The chimp study, conducted by researchers at the Max Planck Institute for Evolutionary Anthropology in Leipzig, Germany, used the “ultimatum game,” a classic test used to explore fairness. A typical game is played by two people. One of them is told to divide a small amount of money. If the second player accepts the offer, the money is shared. But if the second player rejects the proposal because it is not generous enough, the players receive nothing.

In general, offers that give the second player less than 20 percent of the money are rejected, giving the first player a strong incentive to be fair.

Researchers modified the game for chimps, using raisins as a reward. Two chimps were separated behind a wire mesh through which they could view two trays holding a total of 10 raisins divided in different ways.

The first chimp offered one of the trays to the second chimp by using a rope to pull the tray almost within reach. If the second chimp liked the offer, it pulled a rod to bring the tray close enough to grab the raisins. If the second chimp did not like the way the raisins were divided, it refused to pull out the tray and neither chimp received raisins.

The experiment was repeated with two trays containing varying combinations of raisins.

The chimps, in contrast with humans in previous studies, tended to accept any offer and didn’t become upset when they were offered a small amount of raisins or none at all.

Lead author Keith Jensen of the Max Planck Institute said the chimps behaved more rationally than people because “it makes perfect economic sense to accept any nonzero offer and to offer the smallest amount possible while keeping the most for yourself.”

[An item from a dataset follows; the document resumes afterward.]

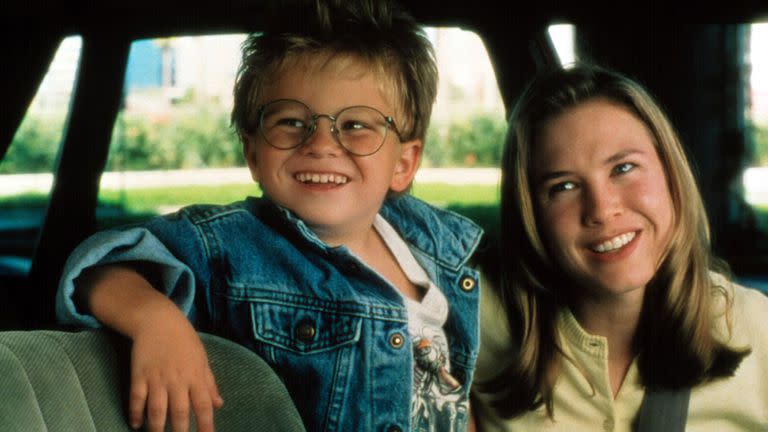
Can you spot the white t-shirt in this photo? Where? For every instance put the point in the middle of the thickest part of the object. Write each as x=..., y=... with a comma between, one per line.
x=437, y=400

Human sensitivity to fairness might have evolved along with empathy and other traits that allow individuals to cooperate, Jensen said. Groups of cooperative individuals would have competitive advantages over groups whose members don’t cooperate, he said. To get along, people need to have some degree of concern for others.

Jensen, however, cautioned that the origins of fairness “are very speculative and debatable.”

Sarah Boysen, a psychologist who studies animal behavior at Ohio State University and was not connected with the study, warned against over-interpreting the experiment. Chimps have a strong sense of justice, she said, but it is just not the same as humans.

“Deviations from their code of conduct are dealt with swiftly and succinctly, and then everybody moves on,” she said of chimps. “They’re more adaptive than we are - just look at the Middle East.”

In the second study, published in the Proceedings of the National Academy of Sciences Tuesday, researchers from Sweden and the United States showed identical twins tended to use the same strategy when playing the “ultimatum game,” suggesting our sense of fairness is shaped by heredity.

In a variation of the game, researchers proposed 11 ways to divide the equivalent of $15 and asked 71 pairs of fraternal twins and 258 pairs of identical twins to record which offers the would accept or reject. Offers ranged from the entire amount to nothing.

Because identical twins share all the same genes but fraternal twins do not, the study could detect genetic influences in how participants played the game while controlling for some environmental factors, such as upbringing within their families.

Researchers then looked at each set of twins individually to see how closely their rejection decisions matched. They found there was no correlation among fraternal twins but a 42 percent likelihood that identical twins would make the same choice.

The results mean many personal economic choices, such as whether to save money or spend it, might be substantially influenced by heredity, said Wallace, who conducted the research with colleagues from Sweden’s Karolinska Institutet and the Massachusetts Institute of Technology.

However, environmental factors were still important and relationships not shared by the twins, such a friends and jobs, had a greater influence on decisions than genetics in the study, Wallace said.